Advice on writing well

With a h/t to Texas in Africa and an apology for not posting because I'm trying to finish a paper, go read this. It's an essay by Henry Farrell on writing for political science.

Chris Blattman also has a good post about this.


  1. Check George Orwell's classic essay on how to write essays ("Politics and the English Language)." It does not get better than this...

  2. Alma beat me to it. The Orwell essay is tremendous.

  3. Orwell is HERE for those too lazy to cut and paste.

  4. Hi Lil,

    I would definitely include Stephen Pressfield's "Writing Wednesdays" that he publishes on his blog.

    It's been a tremendous help for me both with technical and prose writing.

  5. Thanks Mike--took a look, it's interesting.

  6. Line 1 from the above linked Chris Blattman post:

    "Proofread! You should not have spelling or grammatical errors."

    "Uh oh," says Madhu. "Good writing shall forever elude my grasp...."

  7. Madhu--you and I are in the same boat. Just this morning, I had to send a former ambassador an apologetic email for a typo in an email address (he needed it to contact the person). So embarrassing.

  8. Lil - everyone does stuff like that. I suspect that certain people are more ready to admit errors than others. That's my excuse, anyway!

    I think such errors are a function of screen reading versus dead-tree reading. Some of us are more likely to miss mistakes when we scan the online data.

    I bet that if you printed out the email, and proof-read the printed copy, you would have caught the error. But that's bad for the environment, so people like you and me are stuck and out of luck! Unless anyone knows any excercise(s) that might help....

    I asked a friend of mine, who used to work as a reporter, for help because now that I bother to write things - not really a part of the job before - I want to improve. She said, knowing me, "just slow down Madhu. You don't have to multitask EVERYTHING!"

    Also, she suggested grammar girl dot com :)

  9. Just this morning, I had to send a former ambassador an apologetic email for a typo in an email address (he needed it to contact the person).
    In 2007, I sent an email with an SVOIP number to a staff guy at our higher HQ. I mistyped the number. He called it and it turned out that the number with to (then) LTG Odierno's office. I don't think the General answered it personally, but it was kind of a "WTF" moment.

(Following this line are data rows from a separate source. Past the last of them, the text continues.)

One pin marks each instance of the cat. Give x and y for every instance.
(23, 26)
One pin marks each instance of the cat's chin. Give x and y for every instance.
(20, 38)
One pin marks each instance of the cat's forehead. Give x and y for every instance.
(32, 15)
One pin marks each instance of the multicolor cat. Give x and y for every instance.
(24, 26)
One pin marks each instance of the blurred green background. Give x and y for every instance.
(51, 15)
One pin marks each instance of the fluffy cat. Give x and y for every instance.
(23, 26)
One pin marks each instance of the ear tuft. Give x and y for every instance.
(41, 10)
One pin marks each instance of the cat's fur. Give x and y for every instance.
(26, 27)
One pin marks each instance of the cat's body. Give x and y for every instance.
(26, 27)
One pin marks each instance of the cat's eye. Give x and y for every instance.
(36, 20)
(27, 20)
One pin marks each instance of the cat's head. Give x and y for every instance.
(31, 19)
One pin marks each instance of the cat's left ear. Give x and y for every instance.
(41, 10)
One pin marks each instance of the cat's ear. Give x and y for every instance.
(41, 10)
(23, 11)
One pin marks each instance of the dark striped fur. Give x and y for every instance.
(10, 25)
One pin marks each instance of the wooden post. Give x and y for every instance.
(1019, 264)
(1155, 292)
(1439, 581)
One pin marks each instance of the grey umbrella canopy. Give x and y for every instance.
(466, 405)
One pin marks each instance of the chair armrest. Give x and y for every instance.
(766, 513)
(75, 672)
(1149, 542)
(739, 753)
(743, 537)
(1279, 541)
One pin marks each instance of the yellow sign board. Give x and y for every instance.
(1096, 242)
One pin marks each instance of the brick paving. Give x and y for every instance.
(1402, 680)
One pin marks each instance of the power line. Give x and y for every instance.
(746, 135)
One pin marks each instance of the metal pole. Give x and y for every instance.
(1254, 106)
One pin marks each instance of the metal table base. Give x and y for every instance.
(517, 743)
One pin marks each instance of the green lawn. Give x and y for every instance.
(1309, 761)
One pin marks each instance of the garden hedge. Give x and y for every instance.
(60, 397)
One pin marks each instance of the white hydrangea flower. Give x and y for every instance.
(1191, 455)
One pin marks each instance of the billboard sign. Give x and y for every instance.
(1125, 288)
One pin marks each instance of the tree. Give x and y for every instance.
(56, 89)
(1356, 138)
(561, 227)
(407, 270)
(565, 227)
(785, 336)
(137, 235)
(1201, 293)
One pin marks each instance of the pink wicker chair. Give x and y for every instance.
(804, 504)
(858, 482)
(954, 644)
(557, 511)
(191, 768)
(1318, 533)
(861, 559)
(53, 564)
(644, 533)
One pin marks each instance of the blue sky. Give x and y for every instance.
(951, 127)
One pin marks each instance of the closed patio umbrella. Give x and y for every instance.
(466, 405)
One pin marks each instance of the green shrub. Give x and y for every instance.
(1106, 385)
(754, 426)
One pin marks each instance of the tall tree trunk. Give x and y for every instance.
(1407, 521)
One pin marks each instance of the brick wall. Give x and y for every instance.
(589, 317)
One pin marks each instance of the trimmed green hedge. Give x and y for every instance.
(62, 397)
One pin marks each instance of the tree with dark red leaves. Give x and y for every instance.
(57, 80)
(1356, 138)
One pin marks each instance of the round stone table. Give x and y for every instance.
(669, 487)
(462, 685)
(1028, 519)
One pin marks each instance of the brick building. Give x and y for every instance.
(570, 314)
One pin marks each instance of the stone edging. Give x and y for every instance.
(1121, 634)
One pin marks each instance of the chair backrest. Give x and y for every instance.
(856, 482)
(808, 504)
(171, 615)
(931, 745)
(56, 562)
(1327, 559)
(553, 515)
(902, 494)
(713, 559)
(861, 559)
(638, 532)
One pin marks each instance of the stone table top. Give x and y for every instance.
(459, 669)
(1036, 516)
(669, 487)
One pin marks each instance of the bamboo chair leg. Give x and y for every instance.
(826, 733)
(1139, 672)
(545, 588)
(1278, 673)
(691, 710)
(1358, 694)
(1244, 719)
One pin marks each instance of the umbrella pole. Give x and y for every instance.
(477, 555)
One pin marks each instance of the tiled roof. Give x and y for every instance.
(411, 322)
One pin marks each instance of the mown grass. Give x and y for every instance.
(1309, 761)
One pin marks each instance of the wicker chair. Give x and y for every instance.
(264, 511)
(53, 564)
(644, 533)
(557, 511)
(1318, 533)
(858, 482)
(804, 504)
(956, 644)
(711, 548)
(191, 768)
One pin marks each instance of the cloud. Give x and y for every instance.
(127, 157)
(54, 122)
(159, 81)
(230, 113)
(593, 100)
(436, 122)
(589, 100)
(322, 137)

  10. Shmedlap that's scary. Makes me think of someone I know who was arranging a phone call for his boss with a Force Commander for a UN peacekeeping mission. He didn't have any numbers so he called the main line, asked for the FC's office and was the Force Commander's cell phone (and the FC answered of course).

    Madhu, you're right, I do better when I'm reading on paper but I only print if I need to proof something long. For important emails (like emails to a funder), I usually ask a colleague to read it before sending it.